あれは今から2年前の夏。俺は地方にある介護施設で働いていた。介護施設にも様々な種類があるが、俺が働いていたのは「グループホーム」という種類の施設だ。この施設は認知症の高齢者の方がひとつの建物で共同生活をする施設、分かりやすく言うと高齢者専用のシェアハウスみたいなものだ。 このグループホームでは24時間スタッフがいないといけないから夜勤もやらなくてはいけない。夜勤は基本、1人での勤務だから、1人でオムツ交換や巡回、施設の掃除、眠れない利用者様の話を聞いたりなど、やる事がたくさんあり、とても大変な仕事だ。 そのグループホームでの夜勤中、他のスタッフではなかなか体験できないような「ひんやり」とした体験をした。 あれは8月の半ば頃、あの日もいつものように定時の巡回をしていた。
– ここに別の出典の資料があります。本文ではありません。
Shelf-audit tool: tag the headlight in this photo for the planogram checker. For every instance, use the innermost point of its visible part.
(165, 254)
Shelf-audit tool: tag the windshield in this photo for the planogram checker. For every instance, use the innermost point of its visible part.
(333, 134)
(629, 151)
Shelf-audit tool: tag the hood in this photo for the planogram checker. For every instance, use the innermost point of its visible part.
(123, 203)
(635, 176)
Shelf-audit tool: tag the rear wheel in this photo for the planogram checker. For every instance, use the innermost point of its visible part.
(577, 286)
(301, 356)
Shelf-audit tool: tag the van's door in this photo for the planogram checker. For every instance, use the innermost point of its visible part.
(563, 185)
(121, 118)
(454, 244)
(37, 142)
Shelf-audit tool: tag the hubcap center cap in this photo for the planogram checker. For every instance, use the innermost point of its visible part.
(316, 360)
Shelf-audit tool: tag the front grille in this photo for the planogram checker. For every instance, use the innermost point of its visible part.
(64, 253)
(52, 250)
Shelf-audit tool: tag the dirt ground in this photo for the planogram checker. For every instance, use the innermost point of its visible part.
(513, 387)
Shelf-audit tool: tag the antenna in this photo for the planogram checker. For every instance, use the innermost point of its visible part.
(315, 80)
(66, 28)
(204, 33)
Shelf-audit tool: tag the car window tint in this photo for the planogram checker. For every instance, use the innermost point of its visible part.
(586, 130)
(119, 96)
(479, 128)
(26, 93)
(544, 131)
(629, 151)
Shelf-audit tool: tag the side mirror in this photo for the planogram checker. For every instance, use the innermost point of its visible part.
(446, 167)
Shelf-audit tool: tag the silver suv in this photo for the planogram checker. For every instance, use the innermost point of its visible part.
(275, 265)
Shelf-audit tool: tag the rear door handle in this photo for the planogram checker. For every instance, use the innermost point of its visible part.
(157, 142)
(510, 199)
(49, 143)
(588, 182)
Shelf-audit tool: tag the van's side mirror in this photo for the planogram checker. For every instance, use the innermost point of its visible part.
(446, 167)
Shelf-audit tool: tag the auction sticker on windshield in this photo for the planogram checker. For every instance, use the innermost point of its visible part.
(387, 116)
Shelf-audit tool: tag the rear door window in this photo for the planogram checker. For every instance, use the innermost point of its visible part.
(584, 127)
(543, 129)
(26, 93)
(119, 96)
その最中に共同スペースにあるキッチンの方でガサゴソと音が聞こえてきた。少し話は逸れるが、うちの施設では「看取り看護」というものをやっている。ようは末期の癌などになった場合、最期の時を病院ではなく施設で迎えるという取り組みの事をいう。だから必然的に施設でお亡くなりになる利用者様が何人かいる。だからなのかたまに心霊的な現象が起きたりする。例えば誰もいないのにトイレで水を流す音が聞こえてきたり、お風呂場の電気が勝手についたりなどといった、スタンダードな現象が起こる時がある、一番驚いたのは、数日前にお亡くなりになった利用者様がお風呂場に入っていく後ろ姿を見た事だ。それも夜中に。 なので今回もそういった「ひんやり」な現象が起きているのかと思い、恐る恐るキッチンを覗いてみたら、高木さん(仮名)という利用者様が立っていた。この方は夜中でもたまにキッチンに立ち、料理を作ろうとされる事がある。昔の記憶がそうさせるのだろう。そういう時は話をゆっくり聞いてお部屋に戻って頂く。 高木さんにお部屋に戻って頂き、巡回の続きをしていたがどうも焦げ臭い。最初は何かの勘違いかと思い巡回を続けていたが、その臭いはどんどん強くなってくる。ここで俺は先ほどキッチンに立っていた高木さんを思い出す。高木さんは以前に紙で作った袋を鍋と思い込んでコンロにかけようとしていた事があった。1回だけだったので油断していたがもしかしてまた…とキッチンに戻ろうとした時、「ジリリリ!!」というけたたましいベルの音と共に天井に備え付けてあったスプリンクラーから一斉に放水。 そう、俺の危惧した通りにコンロの火をつけ、紙の鍋をかけていたのだ。 スプリンクラーが起動したおかげで大きな火事にはならず怪我人も出なかったので良かったが、その後は消防署に連絡がいって騒ぎになるし、当然、上司からも怒られるし、スプリンクラーの放水を受けると木製の家具の中には使えなくなる物があるようで、家具の何個かは買い替える事になってさらに怒られるし、まさしく「ひんやり」の連続だった。 でも一番ひんやりだったのは、居ずらくなって退職を余儀なくされ、仕事を失った事かもしれない。
/1ページ

最初のコメントを投稿しよう!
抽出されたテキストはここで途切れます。